Por eso, ya se aprestaba a asumir el nuevo revés (uno más) cuando, de pronto, hizo su aparición en el horizonte un nuevo contratiempo. Uno que jamás hubiera imaginado podía visitarla a ella y mucho menos a Flavio Viccenzo. Crisis, he ahí el nombre de aquel nuevo espectro. Crisis, crash, crac. («¿Por qué todas las catástrofes -se había preguntado entonces- se escriben con "c"? ¿Con "c" de Cósima, de Clara, de Caridad o con "k" de Kalina, que es casi lo mismo?») «C» también de calamidad, colapso, cataclismo… Y «c» por fin de cambio (para mal, para peor imposible) como el que la esperaba ahora que la fortuna de Flavio se había ido por el mismo sumidero que tantas otras después de la crisis financiera internacional. Sí, tantas y tan malditas «ees».
Olivia enciende un nuevo Marlboro y mira su reloj, que es un carísimo Franck Muller, de serie limitada. «Mi último resto del naufragio -se dice con una sonrisa antes de añadir que va a llegar muy tarde y que seguro que ya están a bordo todos sus invitados desde hace más de una hora-. ¿Y qué estarán haciendo en el Sparkling Cyanide mientras me esperan? Confío en que Vlad les haya ofrecido una copa para romper el hielo, de modo que vayan conociéndose. Sí, seguramente, allí estarán todos ellos ojeándose con recelo: Ágata, mi hermana, Sonia San Cristóbal con su chico y su encantadora mamá, Cary Faithful y su novia Miranda, Pedro Fuguet y, por supuesto, mi guapísimo ex primo político Vlad Romescu. ¿Cuál de ellos es el que más me odia? ¿Cuál me hará el inmenso favor de facilitarme el paso al otro mundo? Seguro que, si mi querida hermana Ágata pudiera oírme en este momento, comenzaría a hacer un montón de preguntas sobre qué demonios me propongo con tan extraña reunión de "amigos". Imagino perfectamente lo que diría: "Carámbanos Oli" (Ágata es la única persona que conozco que utiliza esta expresión tan ñoña y trasnochada). "¡Carámbanos, Oli! cuéntame por favor qué estás tramando. ¿No es todo muy enrevesado? Cuando una quiere desaparecer de este mundo por las razones que sean -y acepto que tú tienes unas cuantas- no invita a otros a que la asesinen. Lo normal, si de normal puede hablarse en casos así, es quitarse de en medio y hay varias maneras de hacerlo, algunas incluso indoloras, si lo que temes es al sufrimiento. Pero tú tienes otra idea adicional en la cabeza, ¿verdad? ¿Cuál es la razón para preferir que tu muerte no parezca un suicidio? Venga, cuéntamelo, que para eso soy tu hermana…»

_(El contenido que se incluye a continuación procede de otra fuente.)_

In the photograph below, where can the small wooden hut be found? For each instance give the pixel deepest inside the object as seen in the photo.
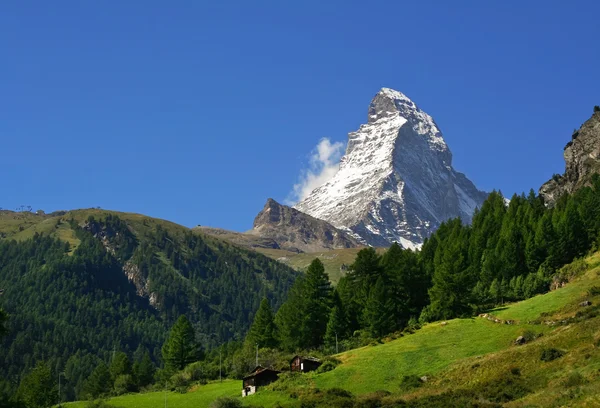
(304, 364)
(259, 377)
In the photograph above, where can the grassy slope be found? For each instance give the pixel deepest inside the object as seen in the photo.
(332, 260)
(459, 354)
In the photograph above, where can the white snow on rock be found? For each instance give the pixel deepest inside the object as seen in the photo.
(395, 182)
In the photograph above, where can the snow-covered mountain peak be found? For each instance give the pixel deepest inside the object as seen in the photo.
(396, 181)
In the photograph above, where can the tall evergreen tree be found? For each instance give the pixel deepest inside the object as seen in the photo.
(38, 388)
(364, 272)
(143, 370)
(572, 234)
(379, 310)
(3, 320)
(316, 305)
(181, 347)
(119, 365)
(337, 326)
(99, 383)
(262, 331)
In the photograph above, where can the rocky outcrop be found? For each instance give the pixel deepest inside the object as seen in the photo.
(395, 182)
(582, 159)
(295, 231)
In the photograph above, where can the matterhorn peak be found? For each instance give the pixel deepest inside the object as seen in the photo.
(395, 182)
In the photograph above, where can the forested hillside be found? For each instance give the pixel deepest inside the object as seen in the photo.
(80, 286)
(511, 251)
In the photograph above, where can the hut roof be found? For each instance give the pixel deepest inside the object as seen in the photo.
(309, 358)
(259, 370)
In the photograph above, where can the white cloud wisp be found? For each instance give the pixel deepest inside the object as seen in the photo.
(323, 163)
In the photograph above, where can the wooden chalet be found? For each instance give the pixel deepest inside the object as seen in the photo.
(304, 364)
(259, 377)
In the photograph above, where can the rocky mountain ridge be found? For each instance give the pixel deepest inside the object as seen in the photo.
(395, 182)
(582, 160)
(296, 231)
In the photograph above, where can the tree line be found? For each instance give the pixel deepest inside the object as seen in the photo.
(511, 251)
(74, 308)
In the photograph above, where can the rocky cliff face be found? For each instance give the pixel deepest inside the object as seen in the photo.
(582, 158)
(296, 231)
(396, 182)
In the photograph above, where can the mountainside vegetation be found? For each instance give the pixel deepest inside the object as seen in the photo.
(79, 287)
(464, 362)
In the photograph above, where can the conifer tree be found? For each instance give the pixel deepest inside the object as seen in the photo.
(143, 370)
(181, 347)
(571, 233)
(316, 305)
(38, 388)
(99, 383)
(3, 319)
(364, 272)
(379, 310)
(337, 326)
(120, 365)
(262, 331)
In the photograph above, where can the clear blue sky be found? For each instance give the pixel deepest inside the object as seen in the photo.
(197, 112)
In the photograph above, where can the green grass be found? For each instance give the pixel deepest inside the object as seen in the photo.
(456, 355)
(554, 301)
(426, 352)
(332, 260)
(201, 397)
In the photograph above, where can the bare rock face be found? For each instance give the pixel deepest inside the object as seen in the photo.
(582, 158)
(396, 182)
(296, 231)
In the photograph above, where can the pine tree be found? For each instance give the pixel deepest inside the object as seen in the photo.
(571, 233)
(3, 320)
(496, 291)
(181, 347)
(120, 365)
(262, 331)
(363, 273)
(143, 371)
(337, 326)
(316, 305)
(378, 312)
(38, 388)
(452, 282)
(99, 383)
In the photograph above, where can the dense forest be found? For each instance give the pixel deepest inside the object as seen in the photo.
(74, 309)
(511, 251)
(76, 312)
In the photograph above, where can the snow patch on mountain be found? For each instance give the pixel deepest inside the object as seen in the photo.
(395, 182)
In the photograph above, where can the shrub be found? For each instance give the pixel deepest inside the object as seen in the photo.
(572, 270)
(179, 382)
(529, 335)
(574, 379)
(98, 404)
(372, 400)
(124, 384)
(410, 381)
(329, 364)
(226, 402)
(338, 392)
(551, 354)
(195, 371)
(594, 291)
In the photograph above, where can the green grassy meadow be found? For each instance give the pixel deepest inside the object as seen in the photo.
(457, 354)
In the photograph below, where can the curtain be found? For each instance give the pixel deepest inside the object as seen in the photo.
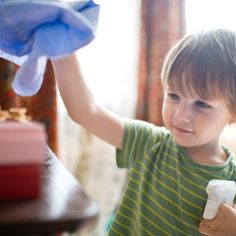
(163, 22)
(41, 107)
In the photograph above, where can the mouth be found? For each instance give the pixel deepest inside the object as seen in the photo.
(182, 130)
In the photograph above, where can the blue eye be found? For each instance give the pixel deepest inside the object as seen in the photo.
(202, 104)
(174, 96)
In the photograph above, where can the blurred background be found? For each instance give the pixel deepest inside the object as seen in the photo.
(122, 66)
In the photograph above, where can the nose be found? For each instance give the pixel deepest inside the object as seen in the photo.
(183, 114)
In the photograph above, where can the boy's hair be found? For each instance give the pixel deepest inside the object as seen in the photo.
(204, 63)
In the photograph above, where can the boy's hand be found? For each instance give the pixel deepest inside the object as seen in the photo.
(223, 224)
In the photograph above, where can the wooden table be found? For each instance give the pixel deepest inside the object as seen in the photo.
(62, 207)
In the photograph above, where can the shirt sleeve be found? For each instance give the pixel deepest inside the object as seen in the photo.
(139, 138)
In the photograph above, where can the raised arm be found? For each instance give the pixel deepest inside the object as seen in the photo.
(81, 105)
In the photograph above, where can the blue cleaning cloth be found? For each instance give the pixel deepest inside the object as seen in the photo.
(32, 31)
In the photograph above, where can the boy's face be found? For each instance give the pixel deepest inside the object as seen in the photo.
(193, 121)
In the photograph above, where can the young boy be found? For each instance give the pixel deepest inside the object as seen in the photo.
(169, 167)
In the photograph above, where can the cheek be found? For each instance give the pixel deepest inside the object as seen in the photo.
(166, 113)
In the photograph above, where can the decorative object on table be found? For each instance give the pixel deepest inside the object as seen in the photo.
(22, 149)
(33, 31)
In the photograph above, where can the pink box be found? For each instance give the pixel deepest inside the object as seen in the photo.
(22, 143)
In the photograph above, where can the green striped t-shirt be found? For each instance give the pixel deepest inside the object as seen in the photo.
(165, 192)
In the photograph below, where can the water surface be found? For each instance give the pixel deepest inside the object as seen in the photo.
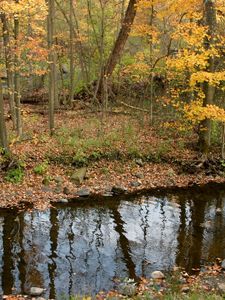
(82, 248)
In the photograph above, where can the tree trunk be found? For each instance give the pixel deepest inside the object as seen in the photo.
(17, 95)
(50, 30)
(119, 45)
(121, 39)
(71, 55)
(3, 135)
(8, 64)
(209, 90)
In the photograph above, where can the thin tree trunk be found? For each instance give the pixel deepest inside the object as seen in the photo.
(17, 95)
(50, 24)
(3, 134)
(121, 39)
(8, 64)
(119, 45)
(71, 55)
(209, 90)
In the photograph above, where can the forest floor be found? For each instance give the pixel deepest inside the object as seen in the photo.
(117, 149)
(178, 285)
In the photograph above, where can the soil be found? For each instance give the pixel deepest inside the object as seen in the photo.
(169, 164)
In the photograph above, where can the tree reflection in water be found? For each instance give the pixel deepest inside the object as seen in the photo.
(82, 248)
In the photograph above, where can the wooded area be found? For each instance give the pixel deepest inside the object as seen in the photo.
(150, 73)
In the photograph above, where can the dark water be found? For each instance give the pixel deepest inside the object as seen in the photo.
(82, 248)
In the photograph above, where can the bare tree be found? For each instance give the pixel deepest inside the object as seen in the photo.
(52, 89)
(8, 64)
(3, 135)
(209, 90)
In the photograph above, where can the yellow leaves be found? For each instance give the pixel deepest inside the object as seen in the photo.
(144, 30)
(195, 112)
(192, 34)
(203, 76)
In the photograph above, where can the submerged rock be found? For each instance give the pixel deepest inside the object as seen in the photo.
(118, 190)
(157, 275)
(139, 175)
(139, 162)
(223, 264)
(84, 192)
(135, 183)
(36, 291)
(127, 288)
(218, 211)
(66, 190)
(107, 194)
(221, 287)
(64, 201)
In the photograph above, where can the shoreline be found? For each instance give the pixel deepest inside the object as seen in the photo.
(156, 178)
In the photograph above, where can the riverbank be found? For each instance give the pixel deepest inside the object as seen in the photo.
(91, 154)
(208, 284)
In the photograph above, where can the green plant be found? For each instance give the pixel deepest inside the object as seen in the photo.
(41, 168)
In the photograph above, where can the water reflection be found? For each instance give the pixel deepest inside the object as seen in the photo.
(82, 248)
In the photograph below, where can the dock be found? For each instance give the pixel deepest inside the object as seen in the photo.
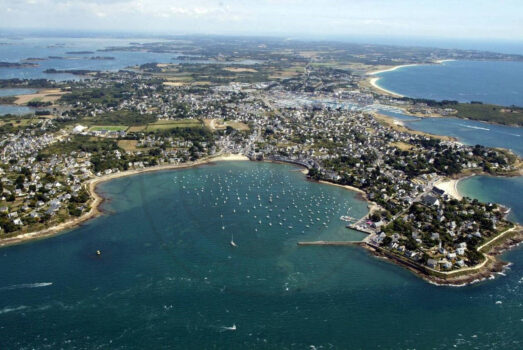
(331, 243)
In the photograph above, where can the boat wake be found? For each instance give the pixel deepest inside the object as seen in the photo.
(27, 285)
(474, 127)
(225, 328)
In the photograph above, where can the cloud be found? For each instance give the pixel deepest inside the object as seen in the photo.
(443, 18)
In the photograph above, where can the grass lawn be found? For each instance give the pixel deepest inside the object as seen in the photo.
(171, 124)
(108, 127)
(128, 145)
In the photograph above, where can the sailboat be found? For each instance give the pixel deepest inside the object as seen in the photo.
(232, 241)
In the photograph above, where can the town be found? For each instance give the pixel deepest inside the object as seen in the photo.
(325, 119)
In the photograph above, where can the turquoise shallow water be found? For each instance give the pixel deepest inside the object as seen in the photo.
(168, 278)
(16, 110)
(507, 191)
(467, 131)
(504, 190)
(490, 82)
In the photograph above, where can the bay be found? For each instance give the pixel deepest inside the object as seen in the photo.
(496, 82)
(168, 278)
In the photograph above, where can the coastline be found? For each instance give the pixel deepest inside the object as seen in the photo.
(373, 80)
(97, 199)
(491, 266)
(450, 187)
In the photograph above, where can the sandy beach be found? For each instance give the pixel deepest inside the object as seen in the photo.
(450, 186)
(97, 199)
(374, 83)
(347, 187)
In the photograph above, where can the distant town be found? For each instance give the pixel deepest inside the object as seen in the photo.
(303, 103)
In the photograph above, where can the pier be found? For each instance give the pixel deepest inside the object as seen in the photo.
(331, 243)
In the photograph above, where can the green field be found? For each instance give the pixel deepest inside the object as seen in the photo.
(490, 113)
(108, 127)
(172, 124)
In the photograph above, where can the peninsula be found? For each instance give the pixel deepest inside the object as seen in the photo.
(307, 106)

«En efecto, seguro que algo parecido a esto diría mi querida hermana Ágata si pudiera oírme ahora. Y es verdad. Desde luego tengo mis razones para hacer las cosas de esta manera y no de otra. ¿Te imaginas cuáles son, Agatita? No, claro que no. Tú nunca tuviste demasiada imaginación, querida, y eso a pesar de llamarte igual que una de mis escritoras favoritas y una de las personas más imaginativas e inteligentes que he tenido ocasión de leer. Pues sí, tesoro, para que lo sepas: tengo un plan muy bien trazado, que tú irás descubriendo poco a poco. Y no te será difícil, te lo aseguro. Pienso dejarte todas las pistas necesarias para que, una vez que yo muera, puedas descubrir "el porqué", también "el cómo", igual que hace tu tocaya en cada una de sus novelas. Igual también que en nuestra infancia, cuando jugábamos al escondite, ¿recuerdas? Tú siempre acababas encontrándome pero ni por asomo lo habrías logrado sin las pistas que yo me tomaba la molestia de dejarte, así como al descuido. Y ahora sí. ¿Lista para empezar nuestro nuevo juego, querida Ágata… o querida Agatha mejor dicho? Pon mucha atención, tesoro, comienza la partida.»